Many of these investors were not interested in improving the mall; they were simply looking to rent out the spaces they had bought. There was no mall management company or in-house operation that would get the tenant mix right and figure out ways to improve footfalls. And that was why it was just a disparate collection of shops with no specific zones for entertainment or food or clothes or electronics. It also did not have any multiplex tie-up or tenant who could pull in people to see movies, and then stay back to do shopping. Even though Reliance Retail was the anchor tenant, a shopper had nothing much to do within the mall once he had finished with that store.
The Star City mall is not an exception in India’s booming mall landscape. Analysts at Crisil, Third Eyesight, Jones Lang LaSalle (JLL) India and Ernst & Young say that 80 per cent of India’s 255 malls are ailing, half of them very seriously. Look at Mumbai, Delhi or any other big city and you will find plenty of malls which are half empty. In Mumbai alone, the list is long — the Centre One mall in Vashi, which is 30 per cent vacant, the Kohinoor Mall in Kurla is 70 per cent vacant, and the Dreams Mall in Bhandup is 75 per cent vacant — to name only the more prominent examples.
This is not to say that the mall culture itself is failing — there are many successful malls in Delhi, Mumbai and the other metros. But the issue is that the greater majority of the malls built are either pulling in indifferent business or worse, just fading away to oblivion. In some cases, malls are desperately turning empty shop spaces into banquet halls in order to survive.
The issue, says Devangshu Dutta, CEO of Third Eyesight, a retail consultancy, is that few malls in India are “real” malls, planned and executed in the manner a mall should be.
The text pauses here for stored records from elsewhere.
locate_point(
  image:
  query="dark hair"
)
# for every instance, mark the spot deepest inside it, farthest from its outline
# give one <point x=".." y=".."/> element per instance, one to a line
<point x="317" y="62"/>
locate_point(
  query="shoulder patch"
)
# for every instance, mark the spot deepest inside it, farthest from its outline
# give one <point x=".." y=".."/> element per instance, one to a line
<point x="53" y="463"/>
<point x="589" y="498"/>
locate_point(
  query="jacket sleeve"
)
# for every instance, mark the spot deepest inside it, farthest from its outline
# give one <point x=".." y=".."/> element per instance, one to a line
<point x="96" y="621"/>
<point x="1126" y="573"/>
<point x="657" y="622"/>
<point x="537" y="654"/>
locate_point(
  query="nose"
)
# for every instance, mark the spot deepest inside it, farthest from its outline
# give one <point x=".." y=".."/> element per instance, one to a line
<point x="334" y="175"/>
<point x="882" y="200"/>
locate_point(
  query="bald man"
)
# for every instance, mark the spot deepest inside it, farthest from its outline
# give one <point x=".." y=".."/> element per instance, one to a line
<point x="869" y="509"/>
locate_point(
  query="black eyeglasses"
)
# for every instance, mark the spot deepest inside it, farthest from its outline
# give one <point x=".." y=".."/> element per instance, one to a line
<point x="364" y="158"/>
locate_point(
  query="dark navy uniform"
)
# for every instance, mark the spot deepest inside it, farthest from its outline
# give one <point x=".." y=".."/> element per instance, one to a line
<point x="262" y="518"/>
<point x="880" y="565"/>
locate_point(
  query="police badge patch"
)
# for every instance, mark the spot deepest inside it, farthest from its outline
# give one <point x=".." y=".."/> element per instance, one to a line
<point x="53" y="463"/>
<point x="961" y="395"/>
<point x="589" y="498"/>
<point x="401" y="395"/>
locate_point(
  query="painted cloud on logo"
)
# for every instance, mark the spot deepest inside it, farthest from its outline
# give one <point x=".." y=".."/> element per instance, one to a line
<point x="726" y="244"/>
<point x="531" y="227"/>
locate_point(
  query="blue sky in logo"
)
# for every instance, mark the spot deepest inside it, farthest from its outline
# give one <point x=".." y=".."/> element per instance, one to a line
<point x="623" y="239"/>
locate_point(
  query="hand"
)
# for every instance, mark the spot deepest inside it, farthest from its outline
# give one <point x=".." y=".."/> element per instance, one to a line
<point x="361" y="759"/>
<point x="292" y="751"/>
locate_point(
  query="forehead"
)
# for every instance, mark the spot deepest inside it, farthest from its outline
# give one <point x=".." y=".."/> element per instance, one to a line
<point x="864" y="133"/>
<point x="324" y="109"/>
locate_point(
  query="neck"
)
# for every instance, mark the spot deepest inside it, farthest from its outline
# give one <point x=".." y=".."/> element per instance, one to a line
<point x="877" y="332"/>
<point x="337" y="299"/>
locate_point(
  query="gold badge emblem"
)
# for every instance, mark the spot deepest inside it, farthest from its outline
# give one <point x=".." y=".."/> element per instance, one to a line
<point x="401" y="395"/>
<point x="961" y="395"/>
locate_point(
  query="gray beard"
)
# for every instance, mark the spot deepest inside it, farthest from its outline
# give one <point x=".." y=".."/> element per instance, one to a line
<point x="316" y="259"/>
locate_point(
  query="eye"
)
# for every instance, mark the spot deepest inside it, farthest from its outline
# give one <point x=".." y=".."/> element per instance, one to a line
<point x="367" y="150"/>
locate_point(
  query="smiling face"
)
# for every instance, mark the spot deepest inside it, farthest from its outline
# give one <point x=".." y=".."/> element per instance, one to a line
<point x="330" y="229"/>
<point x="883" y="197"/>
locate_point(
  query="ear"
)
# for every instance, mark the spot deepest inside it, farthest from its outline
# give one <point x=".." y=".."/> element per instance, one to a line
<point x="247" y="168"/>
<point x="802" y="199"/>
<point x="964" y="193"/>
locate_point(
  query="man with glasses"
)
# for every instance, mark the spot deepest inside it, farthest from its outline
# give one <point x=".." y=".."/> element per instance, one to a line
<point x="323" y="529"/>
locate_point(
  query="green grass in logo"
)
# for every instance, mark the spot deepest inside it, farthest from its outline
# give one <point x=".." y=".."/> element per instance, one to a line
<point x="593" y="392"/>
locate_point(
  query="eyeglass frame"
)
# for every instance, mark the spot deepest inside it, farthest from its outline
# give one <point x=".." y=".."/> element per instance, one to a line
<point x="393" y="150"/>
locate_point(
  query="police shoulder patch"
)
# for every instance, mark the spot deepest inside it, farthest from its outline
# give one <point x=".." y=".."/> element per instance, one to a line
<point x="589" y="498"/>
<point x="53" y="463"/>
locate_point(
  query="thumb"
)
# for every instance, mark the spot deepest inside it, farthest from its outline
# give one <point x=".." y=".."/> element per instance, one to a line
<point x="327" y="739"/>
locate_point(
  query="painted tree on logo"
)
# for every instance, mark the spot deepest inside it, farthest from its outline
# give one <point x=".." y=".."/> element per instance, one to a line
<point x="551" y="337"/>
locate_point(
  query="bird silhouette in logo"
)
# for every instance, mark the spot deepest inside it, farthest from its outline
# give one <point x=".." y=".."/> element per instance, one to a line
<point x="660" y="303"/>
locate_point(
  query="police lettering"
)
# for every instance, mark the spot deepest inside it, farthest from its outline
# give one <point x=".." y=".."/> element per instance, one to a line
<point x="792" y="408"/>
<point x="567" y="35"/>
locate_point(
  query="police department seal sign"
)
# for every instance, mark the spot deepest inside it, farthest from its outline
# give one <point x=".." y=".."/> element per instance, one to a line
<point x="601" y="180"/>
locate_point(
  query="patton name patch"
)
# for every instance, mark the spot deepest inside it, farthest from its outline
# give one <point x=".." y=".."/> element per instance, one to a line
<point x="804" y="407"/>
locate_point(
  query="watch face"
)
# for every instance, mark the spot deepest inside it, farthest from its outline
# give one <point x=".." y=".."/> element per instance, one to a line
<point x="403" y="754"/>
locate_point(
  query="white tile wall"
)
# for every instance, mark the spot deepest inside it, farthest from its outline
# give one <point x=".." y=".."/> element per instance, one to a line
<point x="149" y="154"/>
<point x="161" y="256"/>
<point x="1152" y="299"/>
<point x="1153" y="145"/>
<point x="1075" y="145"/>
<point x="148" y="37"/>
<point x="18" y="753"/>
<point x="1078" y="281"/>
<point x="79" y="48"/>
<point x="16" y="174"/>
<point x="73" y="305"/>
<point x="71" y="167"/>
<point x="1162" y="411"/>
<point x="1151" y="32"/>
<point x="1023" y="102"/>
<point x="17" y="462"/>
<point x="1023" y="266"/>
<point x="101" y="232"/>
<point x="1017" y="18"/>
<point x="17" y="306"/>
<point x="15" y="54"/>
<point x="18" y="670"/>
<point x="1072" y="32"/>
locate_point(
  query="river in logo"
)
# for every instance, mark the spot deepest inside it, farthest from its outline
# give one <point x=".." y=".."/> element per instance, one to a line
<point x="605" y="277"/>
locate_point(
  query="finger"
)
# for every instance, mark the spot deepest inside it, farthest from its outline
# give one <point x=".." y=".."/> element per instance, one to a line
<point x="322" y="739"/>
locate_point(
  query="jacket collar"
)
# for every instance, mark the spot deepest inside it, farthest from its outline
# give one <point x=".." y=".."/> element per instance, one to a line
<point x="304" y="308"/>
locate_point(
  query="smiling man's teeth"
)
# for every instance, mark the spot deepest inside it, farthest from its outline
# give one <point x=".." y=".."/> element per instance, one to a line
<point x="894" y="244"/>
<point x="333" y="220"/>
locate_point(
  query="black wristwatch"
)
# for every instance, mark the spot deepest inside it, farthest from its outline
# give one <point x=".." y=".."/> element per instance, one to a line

“Unless the builders view retail as a long term business, the quality of malls will not improve. Only 5 to 6 per cent of the malls in India are real malls,” says Dutta. The rest, he says, will either disappear or turn into mixed-use properties with offices to support their survival.
Kabir Lumba, managing director of Lifestyle India, which is the anchor tenant in many of the successful malls around the country concurs with Dutta. Lumba says many malls neglected even simple research and common sense steps that would drive footfalls — and as a result, they are now in trouble.